# American moving to South Africa



## ElliottJ (Mar 6, 2013)

Hello people, I'm new. I spent 8 years in the US military, I have had it with the US and want to try something new, has anyone gotten a student visa? What things do I need to know? I scuba dive surf and I'm also Jewish, how is the expat community?


----------



## 2fargone (Jun 14, 2011)

ElliottJ said:


> Hello people, I'm new. I spent 8 years in the US military, I have had it with the US and want to try something new, has anyone gotten a student visa? What things do I need to know? I scuba dive surf and I'm also Jewish, how is the expat community?


I originally came to South African on a student visa. In order to get a student visa you have to apply to a University here and be accepted. You need the acceptance letter in your application in order to obtain the visa. I have seen student visas from 6 months to 4 years depending on how long the program is. 

It sometimes is NOT cheaper to study here in South Africa. The universities tack on a lot of extra fees for International Students, and you must pay those fees every year you plan on studying. 

I tried to go to the South African Embassy in Washington D.C. website and the visa section is not working today. But, look under that for everything you need if you want to study at a University in South Africa.
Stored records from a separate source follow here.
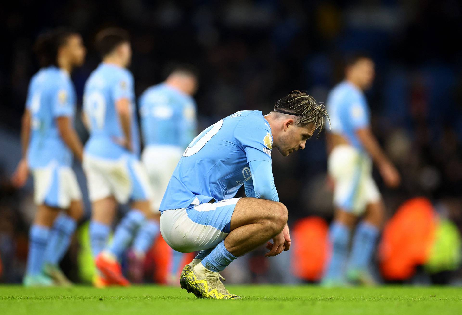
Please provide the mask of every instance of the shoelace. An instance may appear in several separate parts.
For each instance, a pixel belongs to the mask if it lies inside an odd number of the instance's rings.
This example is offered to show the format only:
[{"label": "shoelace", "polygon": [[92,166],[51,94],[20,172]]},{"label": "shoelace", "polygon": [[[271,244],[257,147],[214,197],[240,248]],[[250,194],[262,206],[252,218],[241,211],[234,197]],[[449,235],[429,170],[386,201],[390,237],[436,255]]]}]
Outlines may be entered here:
[{"label": "shoelace", "polygon": [[221,294],[230,294],[229,291],[225,287],[225,285],[221,282],[222,280],[224,281],[226,281],[226,279],[223,278],[220,274],[219,273],[217,276],[216,281],[214,282],[213,285],[210,286],[210,291],[216,289],[217,291]]}]

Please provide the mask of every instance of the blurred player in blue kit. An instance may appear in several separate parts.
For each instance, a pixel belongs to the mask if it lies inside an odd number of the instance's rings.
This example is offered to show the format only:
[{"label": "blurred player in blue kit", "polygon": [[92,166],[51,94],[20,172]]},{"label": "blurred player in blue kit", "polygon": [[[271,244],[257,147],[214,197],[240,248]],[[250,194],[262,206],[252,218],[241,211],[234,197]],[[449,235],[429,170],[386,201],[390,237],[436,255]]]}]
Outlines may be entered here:
[{"label": "blurred player in blue kit", "polygon": [[77,221],[82,196],[72,170],[82,145],[73,128],[76,97],[70,73],[86,50],[75,32],[56,29],[40,36],[35,50],[41,69],[29,85],[22,119],[23,157],[13,176],[17,187],[34,178],[37,212],[29,231],[26,286],[69,285],[60,269]]},{"label": "blurred player in blue kit", "polygon": [[[303,150],[326,115],[312,97],[294,91],[266,116],[237,112],[191,142],[159,208],[161,232],[169,245],[182,253],[200,251],[183,269],[182,288],[200,298],[240,299],[225,287],[220,273],[272,238],[267,256],[289,249],[287,209],[274,186],[272,150],[287,156]],[[247,198],[233,198],[243,185]]]},{"label": "blurred player in blue kit", "polygon": [[[90,136],[83,167],[92,202],[92,251],[99,272],[94,284],[128,285],[118,259],[151,212],[151,191],[139,161],[134,80],[127,69],[132,55],[129,36],[123,30],[103,30],[97,35],[96,46],[103,62],[88,78],[84,95],[84,120]],[[118,204],[129,200],[131,210],[107,244]]]},{"label": "blurred player in blue kit", "polygon": [[[353,283],[373,284],[367,267],[384,208],[372,177],[372,161],[387,185],[396,187],[400,181],[399,174],[371,131],[369,109],[363,91],[374,80],[374,62],[368,57],[357,55],[346,66],[345,80],[332,89],[326,102],[331,123],[327,133],[328,169],[334,183],[335,208],[329,236],[332,254],[322,281],[328,286],[341,285],[347,279]],[[351,230],[363,215],[356,226],[348,259]]]},{"label": "blurred player in blue kit", "polygon": [[[140,98],[145,144],[142,161],[152,189],[153,212],[147,223],[140,229],[129,253],[130,273],[134,282],[141,281],[145,255],[160,232],[159,206],[170,177],[182,154],[197,134],[196,104],[192,96],[197,85],[194,69],[188,65],[179,65],[164,82],[147,88]],[[183,256],[182,253],[173,251],[168,283],[177,283],[176,274]]]}]

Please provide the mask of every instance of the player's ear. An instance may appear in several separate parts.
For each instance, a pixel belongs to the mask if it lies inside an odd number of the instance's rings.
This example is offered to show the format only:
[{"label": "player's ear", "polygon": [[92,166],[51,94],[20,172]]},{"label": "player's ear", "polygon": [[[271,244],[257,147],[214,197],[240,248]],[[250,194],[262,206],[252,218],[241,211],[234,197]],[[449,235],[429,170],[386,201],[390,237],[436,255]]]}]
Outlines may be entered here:
[{"label": "player's ear", "polygon": [[289,126],[292,125],[293,123],[293,119],[291,118],[290,119],[287,119],[285,121],[284,121],[284,131],[286,131]]}]

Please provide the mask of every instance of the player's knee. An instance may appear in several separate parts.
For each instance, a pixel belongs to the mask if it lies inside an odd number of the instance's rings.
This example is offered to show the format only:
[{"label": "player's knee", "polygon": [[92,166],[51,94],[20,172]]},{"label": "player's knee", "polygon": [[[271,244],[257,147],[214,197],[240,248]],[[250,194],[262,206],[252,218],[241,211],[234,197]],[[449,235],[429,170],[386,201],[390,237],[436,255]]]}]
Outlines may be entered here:
[{"label": "player's knee", "polygon": [[289,212],[287,208],[284,204],[281,202],[278,202],[277,205],[277,219],[276,222],[278,225],[282,230],[287,223],[287,219],[289,218]]},{"label": "player's knee", "polygon": [[272,210],[268,224],[274,230],[274,234],[277,234],[282,230],[286,226],[288,212],[286,206],[280,202],[275,202]]},{"label": "player's knee", "polygon": [[84,216],[84,207],[81,201],[71,203],[67,210],[67,214],[76,221],[79,220]]}]

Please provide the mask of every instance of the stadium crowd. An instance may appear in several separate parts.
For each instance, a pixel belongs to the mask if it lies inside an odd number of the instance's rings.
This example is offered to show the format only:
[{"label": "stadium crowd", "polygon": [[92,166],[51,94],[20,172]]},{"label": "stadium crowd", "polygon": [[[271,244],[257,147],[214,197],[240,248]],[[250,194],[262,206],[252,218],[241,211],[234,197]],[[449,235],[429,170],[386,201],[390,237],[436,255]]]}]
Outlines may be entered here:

Maybe look at a volunteer visa? 

As far as the Jewish community well that depends on where you are really. But it's quite large in some areas of Cape Town.


----------



## LegalMan (Dec 26, 2012)

Hi ElliotJ

I often see this type of question in emails and my advice is always the same: Come over for a 3-month period (you are a US citizen I presume) on a "tourist visa". You'll quickly work out if SA is for you and what you want to do here.

LegalMan


----------



## Oz_Child (Jan 28, 2013)

ElliottJ said:


> Hello people, I'm new. I spent 8 years in the US military, I have had it with the US and want to try something new, has anyone gotten a student visa? What things do I need to know? I scuba dive surf and I'm also Jewish, how is the expat community?


Elliott, what did you do in the military? If you received any formal training other than warfare maybe you could use that skill to apply for a work permit. Also bear in mind that you cannot work while on a student visa.

Regards H


----------



## LegalMan (Dec 26, 2012)

*Working on a Student Visa*



Oz_Child said:


> Elliott, what did you do in the military? If you received any formal training other than warfare maybe you could use that skill to apply for a work permit. Also bear in mind that you cannot work while on a student visa.
> 
> Regards H


Not true, you can legally work 20 hours per week on a Study Visa/Permit.


----------



## Oz_Child (Jan 28, 2013)

LegalMan said:


> Not true, you can legally work 20 hours per week on a Study Visa/Permit.


You will get a different story which ever office you go to. I was told you could not, but maybe as you say it is related to the number of hours of employment rather than a blanket statement. Thanks for the clarification.


----------



## ElliottJ (Mar 6, 2013)

Awesome! Yea I just want to work a little bit so I can make a little extra income, with my disability paychecks and school money I should be ok... But I would like to get into security if the market in SA is not already cornered, I fought 4 times in Iraq and afghanistan it's not a tough job


----------



## MissGlobal (Aug 4, 2012)

There's no shortage in the security market - as security companies form the private police force out here!


----------



## 2fargone (Jun 14, 2011)

ElliottJ said:


> Awesome! Yea I just want to work a little bit so I can make a little extra income, with my disability paychecks and school money I should be ok... But I would like to get into security if the market in SA is not already cornered, I fought 4 times in Iraq and afghanistan it's not a tough job


Are you sure you would still receive your disability checks if you are out of the country for an extended period of time?


----------